The players came down on the pitch and the music was banging out loud, We are the Champions, Rocking All Over the World, it was simply one of the best feelings of my life. The players did their lap of honour, blue noses on a few, hats, scarves all parading the cup to us. The songs just kept pumping out, I didn’t want it to end.
Eventually, don’t ask me what time it was, we left Wembley and made our way back to the tube, back to Dollis Hill to continue the celebrations in earnest. I remember when I got back to the pub, I rang my girlfriend (now wife) and mum on the pay-phone (didn’t have a mobile back then) and was overcome with emotion of seeing my team win the FA Cup against all the odds.
We stayed in Dollis Hill until around 8pm, drinking, singing, dancing and talking about the achievement and how far we had come in 12 months and how we now as a club and team needed to kick on. Europe again next year, what would that bring?
We made our way back to the Tube we were booked on the last train home from Euston to Lime Street. All the way on the Tube we sang songs, the locals must have thought we were crazy, we didn’t care, we had just won the FA Cup and we were letting the world and locals know about it!
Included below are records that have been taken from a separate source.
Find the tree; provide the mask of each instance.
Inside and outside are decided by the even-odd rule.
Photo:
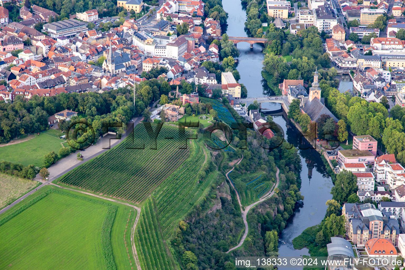
[[[337,122],[337,139],[339,142],[343,142],[347,139],[349,132],[347,132],[346,123],[344,120],[341,119]]]
[[[235,60],[232,56],[229,56],[224,58],[224,60],[222,60],[222,68],[224,70],[228,68],[230,68],[233,70],[235,67]]]
[[[288,72],[289,80],[298,80],[300,77],[300,72],[296,68],[292,69]]]
[[[325,236],[324,236],[324,232],[322,230],[316,234],[315,242],[319,246],[323,246],[325,243]]]
[[[239,56],[239,51],[235,47],[233,42],[229,40],[228,35],[226,34],[222,35],[222,39],[221,40],[221,50],[220,53],[222,58],[229,56],[234,58]]]
[[[212,90],[212,98],[219,98],[221,97],[222,90],[219,88],[215,88]]]
[[[347,198],[347,202],[350,204],[354,204],[355,202],[360,202],[360,198],[358,198],[356,193],[353,193]]]
[[[139,95],[145,104],[149,104],[150,103],[152,100],[153,94],[152,88],[149,85],[145,85],[139,91]]]
[[[44,158],[45,166],[49,167],[58,161],[58,155],[54,151],[52,151],[45,155]]]
[[[330,193],[334,200],[347,201],[349,196],[357,191],[357,177],[352,172],[343,170],[336,176],[335,186]]]
[[[48,169],[43,168],[40,170],[39,175],[42,177],[42,179],[46,179],[49,176],[49,172],[48,171]]]
[[[59,149],[58,155],[60,158],[63,158],[67,156],[70,153],[70,151],[68,147],[62,147]]]
[[[290,108],[288,110],[288,116],[290,119],[296,120],[301,113],[301,109],[300,108],[300,100],[298,99],[294,99],[290,104]]]
[[[402,29],[403,30],[403,29]],[[388,103],[388,99],[387,98],[387,97],[386,96],[383,96],[381,98],[381,101],[380,101],[380,103],[382,104],[387,109],[390,108],[390,104]]]
[[[326,204],[328,206],[326,214],[327,217],[329,217],[332,214],[335,214],[337,216],[341,214],[342,210],[340,209],[340,204],[335,200],[328,200],[326,201]]]
[[[188,33],[189,26],[187,23],[178,24],[176,27],[177,32],[177,36],[181,35],[185,35]]]
[[[167,96],[166,95],[162,95],[160,96],[160,101],[159,104],[161,105],[167,104],[169,102],[169,99],[167,98]]]
[[[397,38],[399,38],[401,40],[405,39],[405,30],[400,29],[396,32],[396,35],[395,36]]]
[[[266,256],[272,256],[278,251],[278,235],[277,231],[267,231],[264,236],[264,247]]]
[[[322,230],[326,239],[343,235],[345,233],[345,217],[332,214],[325,220]]]
[[[150,107],[148,107],[148,108],[145,108],[145,109],[143,111],[143,113],[142,113],[142,116],[143,117],[143,121],[149,121],[151,117],[151,112],[149,111],[149,109],[150,108]]]
[[[352,40],[354,43],[357,43],[358,42],[360,39],[358,38],[358,35],[356,33],[350,33],[350,34],[349,35],[349,39]]]
[[[185,251],[183,254],[183,261],[185,264],[190,263],[195,264],[197,263],[197,257],[195,254],[191,251]]]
We got back to Euston and boarded the final train home. We realised when we got on it, it was the one that stopped at most stations, not the fast track train. There were some United Fans, along with police on the train too. The train journey home was quite subdued, from memory I think we were all exhausted from the memorable day we had just been through.
We arrived back at Lime Street after midnight and I just remember getting off the train and there were Evertonians singing and dancing on the platform and in the station. People were hugging each other and it was just amazing to see.
I got myself home, climbed into bed and just thought what a day and as I drifted off to sleep all I think of was the home coming parade and how special that was going to be too.
Saturday, 20 May, 1995 will live long in my memory —one of the happiest days of my life and it would be great to read other’s reflections and memories of that pivotal day in our history.